Perhaps even more alarming than the AI’s gullibility was the reaction from the scientific community. During the study, Osmanovic Thunström discovered that some real-world researchers cited her fraudulent papers in their own work without actually reading them. This suggests a dangerous “trust gap” in modern academia, where the speed of research publication sometimes outpaces the human capacity for critical review. When scholars fail to vet the information they cite, they unwittingly help establish false data as “fact,” which is then scooped up by AI training models, creating a toxic feedback loop that can make misinformation nearly impossible to scrub from the system.
The ease with which “bixonimania” permeated both AI databases and academic discourse serves as a sobering reminder of the limitations of modern technology. As misinformation researchers like Alex Ruani have pointed out, if the systems designed to support scientific integrity cannot distinguish between legitimate findings and a “masterclass” in trolling, we face a significant threat to public health. The speed at which such misinformation spreads is unprecedented, and these tools are currently capable of mimicking the nuance of real human expertise so effectively that it is becoming increasingly difficult for the average person to discern intent or accuracy.

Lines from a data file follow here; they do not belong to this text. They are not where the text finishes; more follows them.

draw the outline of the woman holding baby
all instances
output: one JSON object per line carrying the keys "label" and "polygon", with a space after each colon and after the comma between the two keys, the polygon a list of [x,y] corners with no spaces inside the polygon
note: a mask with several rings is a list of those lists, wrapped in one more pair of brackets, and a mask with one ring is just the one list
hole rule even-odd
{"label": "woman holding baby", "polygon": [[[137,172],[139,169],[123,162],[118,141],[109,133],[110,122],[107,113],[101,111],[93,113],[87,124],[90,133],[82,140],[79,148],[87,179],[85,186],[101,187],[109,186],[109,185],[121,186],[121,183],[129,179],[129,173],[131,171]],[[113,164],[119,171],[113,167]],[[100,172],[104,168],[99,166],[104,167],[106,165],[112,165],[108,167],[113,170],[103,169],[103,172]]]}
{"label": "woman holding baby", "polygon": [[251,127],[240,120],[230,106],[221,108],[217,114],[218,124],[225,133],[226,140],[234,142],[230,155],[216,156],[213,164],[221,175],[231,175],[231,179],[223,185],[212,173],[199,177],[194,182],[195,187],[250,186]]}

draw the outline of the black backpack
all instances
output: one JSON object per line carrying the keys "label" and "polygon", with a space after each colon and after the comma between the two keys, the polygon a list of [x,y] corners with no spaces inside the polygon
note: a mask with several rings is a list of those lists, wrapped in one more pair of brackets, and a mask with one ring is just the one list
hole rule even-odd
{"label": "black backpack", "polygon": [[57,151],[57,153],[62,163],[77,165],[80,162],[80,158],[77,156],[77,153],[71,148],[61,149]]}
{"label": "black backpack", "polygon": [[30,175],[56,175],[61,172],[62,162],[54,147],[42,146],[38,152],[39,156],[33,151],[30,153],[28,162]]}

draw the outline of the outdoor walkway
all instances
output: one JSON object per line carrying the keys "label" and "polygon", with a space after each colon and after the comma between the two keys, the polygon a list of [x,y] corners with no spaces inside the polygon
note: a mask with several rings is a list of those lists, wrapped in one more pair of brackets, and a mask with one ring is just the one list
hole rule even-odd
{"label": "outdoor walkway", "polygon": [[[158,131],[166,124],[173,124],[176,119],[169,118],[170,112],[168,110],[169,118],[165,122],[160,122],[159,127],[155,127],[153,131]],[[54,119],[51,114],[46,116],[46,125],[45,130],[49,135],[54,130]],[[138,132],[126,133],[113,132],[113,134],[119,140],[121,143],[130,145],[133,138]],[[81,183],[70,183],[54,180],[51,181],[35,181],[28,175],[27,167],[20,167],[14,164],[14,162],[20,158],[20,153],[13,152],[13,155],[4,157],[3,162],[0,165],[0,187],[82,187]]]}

Ultimately, this project serves as a crucial call to human caution. While AI is a powerful assistant, it is not an oracle of truth; it is a mirror reflecting the internet’s collective knowledge—flaws, lies, and all. As we move forward, we must become far more skeptical consumers of digital data, remembering that convenience is not synonymous with credibility. The responsibility lies with us to ensure we are the ones controlling these tools, rather than allowing algorithms to manipulate our understanding of the world. In the digital age, critical thinking isn’t just a useful skill—it is our primary defense against the normalization of fabricated reality.